BH Neusiedl am See erlässt Verordnung, Jäger_innen selbst tragen die offiziellen Straßensperren mit sich herum und stellen sie auf, wo sie wollen, damit VGT nicht filmt.

Das Aussetzen von Tieren aus Massentierhaltung nur für die Jagd wird mit großer Mehrheit in Österreich abgelehnt. Dass diese abstoßende Praxis trotzdem nicht verboten ist, liegt daran, dass die Aussetzer_innen einen politischen Einfluss haben. In Gattendorf im Nordburgenland tut sich da vor allem der Bürgermeister Franz Vihanek (ÖVP) damit hervor, dieses infantile Hobby zu unterstützen, indem er eine der Fasanerien auf Gemeindegrund stehen lässt.

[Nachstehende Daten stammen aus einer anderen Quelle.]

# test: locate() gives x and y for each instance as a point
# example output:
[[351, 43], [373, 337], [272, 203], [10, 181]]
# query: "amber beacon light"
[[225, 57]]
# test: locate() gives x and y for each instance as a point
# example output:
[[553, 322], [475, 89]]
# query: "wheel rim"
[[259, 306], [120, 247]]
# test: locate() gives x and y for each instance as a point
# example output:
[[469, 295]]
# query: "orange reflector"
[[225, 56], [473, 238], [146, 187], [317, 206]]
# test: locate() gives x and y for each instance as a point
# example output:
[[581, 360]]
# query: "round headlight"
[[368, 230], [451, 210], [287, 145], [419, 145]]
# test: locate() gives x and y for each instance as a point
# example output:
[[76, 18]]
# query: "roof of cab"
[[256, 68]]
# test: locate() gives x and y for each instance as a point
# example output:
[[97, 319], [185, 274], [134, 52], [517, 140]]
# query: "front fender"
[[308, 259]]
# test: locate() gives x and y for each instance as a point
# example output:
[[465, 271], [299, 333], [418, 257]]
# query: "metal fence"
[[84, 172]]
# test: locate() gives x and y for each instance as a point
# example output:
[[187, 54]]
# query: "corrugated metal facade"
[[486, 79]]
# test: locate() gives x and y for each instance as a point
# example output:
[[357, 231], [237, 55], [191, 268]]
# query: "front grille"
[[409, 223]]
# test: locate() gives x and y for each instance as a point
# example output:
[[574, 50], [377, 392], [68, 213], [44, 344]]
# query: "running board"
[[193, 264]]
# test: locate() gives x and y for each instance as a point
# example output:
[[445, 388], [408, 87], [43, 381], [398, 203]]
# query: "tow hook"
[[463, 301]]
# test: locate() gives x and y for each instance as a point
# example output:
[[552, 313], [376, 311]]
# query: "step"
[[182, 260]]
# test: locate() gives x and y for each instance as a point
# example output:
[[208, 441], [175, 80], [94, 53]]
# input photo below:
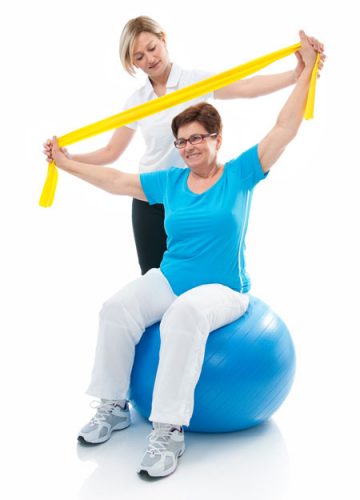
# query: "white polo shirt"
[[160, 153]]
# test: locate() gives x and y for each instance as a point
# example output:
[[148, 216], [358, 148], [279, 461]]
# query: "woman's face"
[[200, 155], [150, 54]]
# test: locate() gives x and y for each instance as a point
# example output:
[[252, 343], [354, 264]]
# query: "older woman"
[[143, 46], [202, 282]]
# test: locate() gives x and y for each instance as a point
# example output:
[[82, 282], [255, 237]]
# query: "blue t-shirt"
[[206, 232]]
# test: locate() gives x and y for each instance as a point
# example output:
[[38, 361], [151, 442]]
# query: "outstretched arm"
[[291, 115], [111, 152], [266, 84], [111, 180]]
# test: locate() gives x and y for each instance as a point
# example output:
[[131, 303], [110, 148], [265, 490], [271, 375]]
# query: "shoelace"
[[103, 410], [158, 440]]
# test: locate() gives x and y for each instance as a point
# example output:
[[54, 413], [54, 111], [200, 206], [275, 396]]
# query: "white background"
[[60, 71]]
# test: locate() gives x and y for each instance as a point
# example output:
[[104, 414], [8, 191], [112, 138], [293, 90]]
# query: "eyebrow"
[[139, 52]]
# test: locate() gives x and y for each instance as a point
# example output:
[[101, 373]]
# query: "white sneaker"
[[166, 445], [110, 416]]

Zusätzlich setzt er alle Hebel in Bewegung, um die 2 bis 4 Tierschützer_innen des VGT, die manchmal bei solchen Jagden erscheinen, um von der öffentlichen Straße aus das Geschehen zu filmen, daran zu hindern. Gestern erließ offenbar auf sein Drängen die BH Neusiedl am See eine eigene Verordnung zur polizeilichen Sperre öffentlicher Straßen rund um das Jagdgebiet, eine bisher noch nie dagewesene Maßnahme – mit Ausnahme bei Mensdorff-Pouilly im Südburgenland, wo der Verfassungsgerichtshof diese Sperre nachträglich für gesetzwidrig erklärt hat. Besonders absurd dabei: nicht die Polizei stellte die Tafeln, nach denen auch das Betreten der öffentlichen Straßen zu Fuß (!) verboten war, auf, sondern die Jäger_innen selbst, die die offiziellen Verbotstafeln mit sich trugen und aufstellten bzw. wieder entfernten, wo es ihnen passte. Die Polizei selbst mischte sich überhaupt nicht ein.

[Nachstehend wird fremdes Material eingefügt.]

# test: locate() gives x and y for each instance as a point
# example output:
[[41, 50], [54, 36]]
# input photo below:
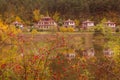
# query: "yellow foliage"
[[36, 14], [34, 31], [70, 29], [63, 29]]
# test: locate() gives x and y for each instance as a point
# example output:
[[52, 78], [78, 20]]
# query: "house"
[[70, 53], [69, 23], [108, 52], [110, 24], [46, 23], [89, 52], [87, 24], [17, 24]]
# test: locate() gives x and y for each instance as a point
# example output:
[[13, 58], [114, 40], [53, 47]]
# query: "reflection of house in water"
[[46, 23], [108, 52], [89, 52]]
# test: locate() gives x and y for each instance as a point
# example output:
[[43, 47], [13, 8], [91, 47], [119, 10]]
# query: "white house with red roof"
[[46, 23], [17, 24], [87, 24], [110, 24], [69, 23]]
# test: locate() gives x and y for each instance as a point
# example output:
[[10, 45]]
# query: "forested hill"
[[74, 9]]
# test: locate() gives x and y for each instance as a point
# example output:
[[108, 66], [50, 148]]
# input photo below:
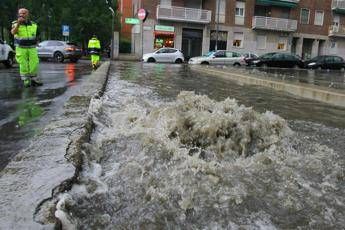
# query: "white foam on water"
[[195, 161]]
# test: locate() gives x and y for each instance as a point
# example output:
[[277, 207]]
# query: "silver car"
[[164, 55], [220, 57], [59, 51]]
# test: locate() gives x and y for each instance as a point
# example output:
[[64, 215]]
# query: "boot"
[[27, 82]]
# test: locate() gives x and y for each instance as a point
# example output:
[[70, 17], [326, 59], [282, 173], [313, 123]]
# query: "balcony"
[[336, 31], [281, 3], [275, 24], [182, 14], [338, 6]]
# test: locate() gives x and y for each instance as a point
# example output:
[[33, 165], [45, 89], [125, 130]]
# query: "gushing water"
[[194, 163]]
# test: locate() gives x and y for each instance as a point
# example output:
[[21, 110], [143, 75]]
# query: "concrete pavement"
[[49, 165]]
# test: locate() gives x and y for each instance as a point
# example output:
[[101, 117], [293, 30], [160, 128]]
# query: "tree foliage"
[[84, 17]]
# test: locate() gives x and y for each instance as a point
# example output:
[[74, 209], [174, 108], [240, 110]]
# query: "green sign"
[[133, 21], [165, 28]]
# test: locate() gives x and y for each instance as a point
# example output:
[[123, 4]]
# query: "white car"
[[6, 54], [220, 57], [164, 55]]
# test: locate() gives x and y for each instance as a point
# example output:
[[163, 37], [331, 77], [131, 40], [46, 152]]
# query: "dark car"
[[325, 62], [281, 60], [249, 58], [59, 50]]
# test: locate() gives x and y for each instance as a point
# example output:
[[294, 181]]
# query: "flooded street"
[[25, 111], [172, 149]]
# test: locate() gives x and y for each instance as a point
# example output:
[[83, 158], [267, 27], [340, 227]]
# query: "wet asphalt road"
[[24, 111]]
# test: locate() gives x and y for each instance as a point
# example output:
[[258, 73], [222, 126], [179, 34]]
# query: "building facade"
[[305, 27]]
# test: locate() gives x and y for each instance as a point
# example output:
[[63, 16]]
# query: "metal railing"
[[336, 31], [338, 4], [295, 1], [175, 13], [277, 24]]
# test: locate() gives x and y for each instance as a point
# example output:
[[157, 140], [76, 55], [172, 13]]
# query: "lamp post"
[[217, 26], [112, 29]]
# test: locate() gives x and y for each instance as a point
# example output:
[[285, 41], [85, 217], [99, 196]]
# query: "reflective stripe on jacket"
[[26, 35], [94, 46]]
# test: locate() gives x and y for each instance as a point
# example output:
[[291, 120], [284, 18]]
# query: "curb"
[[317, 93], [31, 182]]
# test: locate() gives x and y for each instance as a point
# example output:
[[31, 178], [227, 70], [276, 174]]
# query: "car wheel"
[[178, 61], [74, 60], [58, 57], [10, 60], [237, 64], [151, 60]]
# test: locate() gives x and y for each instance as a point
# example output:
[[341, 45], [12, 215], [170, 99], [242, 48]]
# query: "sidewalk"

Die Regierung plant etwas Ähnliches wie die BH Neusiedl am See: sie will das Filmen in Tierfabriken kriminalisieren. Offenbar ist mittlerweile die Kamera in den Händen von Tierschützer_innen die von den Tierquäler_innen am meisten gefürchtete Waffe geworden, die nun den Menschen, die sich für Tiere einsetzen, aus der Hand geschlagen werden soll.

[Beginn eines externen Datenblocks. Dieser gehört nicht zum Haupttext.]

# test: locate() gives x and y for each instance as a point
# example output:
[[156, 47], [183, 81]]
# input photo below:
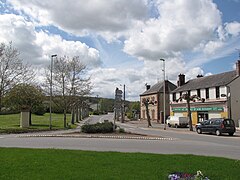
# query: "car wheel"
[[218, 133], [199, 131]]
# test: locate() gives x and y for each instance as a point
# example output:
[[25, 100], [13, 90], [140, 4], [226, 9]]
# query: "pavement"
[[134, 124], [159, 126]]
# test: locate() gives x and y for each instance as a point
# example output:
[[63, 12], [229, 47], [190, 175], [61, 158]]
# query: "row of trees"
[[19, 90]]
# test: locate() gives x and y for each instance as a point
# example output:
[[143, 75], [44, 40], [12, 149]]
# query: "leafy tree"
[[24, 97], [146, 102], [12, 70], [70, 83]]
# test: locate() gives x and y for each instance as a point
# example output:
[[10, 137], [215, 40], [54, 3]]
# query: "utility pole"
[[123, 117], [97, 103], [164, 94]]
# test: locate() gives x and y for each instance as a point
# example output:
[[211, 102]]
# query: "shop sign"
[[199, 109]]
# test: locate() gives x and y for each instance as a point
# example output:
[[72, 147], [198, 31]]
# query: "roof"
[[222, 79], [156, 88]]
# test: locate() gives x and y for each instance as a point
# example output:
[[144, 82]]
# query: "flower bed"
[[187, 176]]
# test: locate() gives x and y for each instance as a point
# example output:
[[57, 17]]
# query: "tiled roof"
[[208, 81], [159, 88]]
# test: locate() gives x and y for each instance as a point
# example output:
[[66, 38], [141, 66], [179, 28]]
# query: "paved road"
[[184, 142]]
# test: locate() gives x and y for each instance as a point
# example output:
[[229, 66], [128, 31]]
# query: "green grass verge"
[[73, 164], [11, 123]]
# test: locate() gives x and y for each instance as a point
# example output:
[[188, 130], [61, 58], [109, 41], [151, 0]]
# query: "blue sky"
[[121, 41]]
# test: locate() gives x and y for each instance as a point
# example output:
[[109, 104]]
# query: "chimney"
[[181, 79], [238, 67]]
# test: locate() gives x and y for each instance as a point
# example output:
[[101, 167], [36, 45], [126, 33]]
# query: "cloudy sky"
[[121, 41]]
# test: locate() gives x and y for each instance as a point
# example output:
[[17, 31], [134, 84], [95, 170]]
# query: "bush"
[[95, 112], [39, 110], [106, 127]]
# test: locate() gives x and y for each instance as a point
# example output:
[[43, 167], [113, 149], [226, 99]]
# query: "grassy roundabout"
[[11, 123], [73, 164]]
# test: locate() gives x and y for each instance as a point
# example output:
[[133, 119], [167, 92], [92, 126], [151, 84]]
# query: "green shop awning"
[[199, 109]]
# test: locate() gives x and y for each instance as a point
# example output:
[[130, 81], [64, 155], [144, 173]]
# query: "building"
[[155, 94], [219, 96]]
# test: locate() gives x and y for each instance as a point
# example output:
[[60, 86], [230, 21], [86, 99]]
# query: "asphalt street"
[[182, 141]]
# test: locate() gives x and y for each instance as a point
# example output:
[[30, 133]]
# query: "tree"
[[24, 97], [70, 83], [188, 98], [12, 70], [146, 102]]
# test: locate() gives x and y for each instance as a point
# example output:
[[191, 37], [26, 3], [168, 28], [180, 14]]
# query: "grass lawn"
[[11, 123], [73, 164]]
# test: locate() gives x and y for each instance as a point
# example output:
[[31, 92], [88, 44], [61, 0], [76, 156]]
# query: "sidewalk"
[[156, 125]]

VGT-Obmann Martin Balluch dazu: Wenn es so stört, dass 2 – in Worten: zwei – Personen auf einer öffentlichen Straße stehen und passiv eine Treibjagd filmen, dann hat man etwas zu verbergen. Zweierlei nämlich. Einerseits will man verhindern, dass aufgedeckt wird, dass man sich nicht an das Jagdgesetz hält. Und andererseits möchte man nicht die grausamen Bilder dieser Abschießbelustigung in der Öffentlichkeit sehen. Erschreckend, dass man ein derartiges Ansinnen seitens der BH auch noch mit einer verordneten Straßensperre unterstützt. Dennoch haben wir gestern wieder furchtbare Szenen dokumentiert, von massenweise über den Haufen geschossenen Hasen, von Hunden, die verletzte Tiere hetzen, und von erwachsenen Menschen, die sich wie verantwortungslose Kinder aufführen.